Amazon FSx is unable to apply your Active Directory configuration. This is because the administrators group you provided either doesn't exist or isn't accessible to the service account you provided. To fix this problem, ensure that your networking configuration allows traffic from the SVM to your Active Directory’s domain controller(s) and DNS servers. Then update your SVM’s Active Directory configuration, providing your Active Directory’s DNS servers and, specifying an administrators group in the domain that is accessible to the service account provided.

To resolve this issue, do the following:

  1. Review the information about providing a domain group to perform administrative actions on your SVM. Make sure that you are using the correct name of the AD domain administrators group.

  2. Use the procedure described in Joining an SVM to an Active Directory using the Amazon Web Services Management Console, Amazon CLI and API and reattempt joining your SVM to an AD.

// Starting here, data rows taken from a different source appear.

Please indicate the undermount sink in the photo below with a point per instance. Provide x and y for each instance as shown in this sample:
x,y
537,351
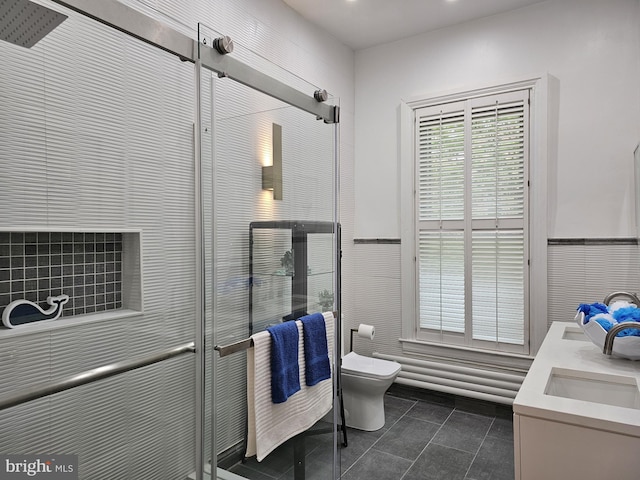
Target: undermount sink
x,y
606,389
574,333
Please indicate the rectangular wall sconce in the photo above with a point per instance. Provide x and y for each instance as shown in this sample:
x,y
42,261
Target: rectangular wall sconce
x,y
272,175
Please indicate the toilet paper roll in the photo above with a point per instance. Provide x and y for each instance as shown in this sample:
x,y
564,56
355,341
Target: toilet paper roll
x,y
366,331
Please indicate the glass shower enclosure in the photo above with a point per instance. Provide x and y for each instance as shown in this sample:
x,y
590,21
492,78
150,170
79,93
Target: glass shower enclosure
x,y
268,169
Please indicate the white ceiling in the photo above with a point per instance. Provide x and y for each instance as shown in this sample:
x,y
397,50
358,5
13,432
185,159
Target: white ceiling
x,y
365,23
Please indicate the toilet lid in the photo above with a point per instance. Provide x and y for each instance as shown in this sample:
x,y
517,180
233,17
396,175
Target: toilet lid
x,y
368,366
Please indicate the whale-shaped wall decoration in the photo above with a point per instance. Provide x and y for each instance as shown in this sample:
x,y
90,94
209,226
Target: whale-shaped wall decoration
x,y
21,312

Amazon FSx can't connect to the Active Directory domain controllers because the organizational unit specified doesn't exist or isn't accessible

Joining an SVM to your self-managed Active Directory fails with the following error message:

Amazon FSx is unable to establish a connection with your Active Directory. This is because the organizational unit you specified either doesn't exist or isn't accessible to the service account provided. To fix this problem, update your storage virtual machine's Active Directory configuration, specifying an organizational unit to which the service account has permissions to join.

To resolve this issue, do the following:

  1. Review the prerequisites for joining an SVM to an AD.

  2. Review the information that you need to have when joining an SVM to an AD.

  3. Reattempt joining the SVM to the AD using this procedure with the correct organization unit.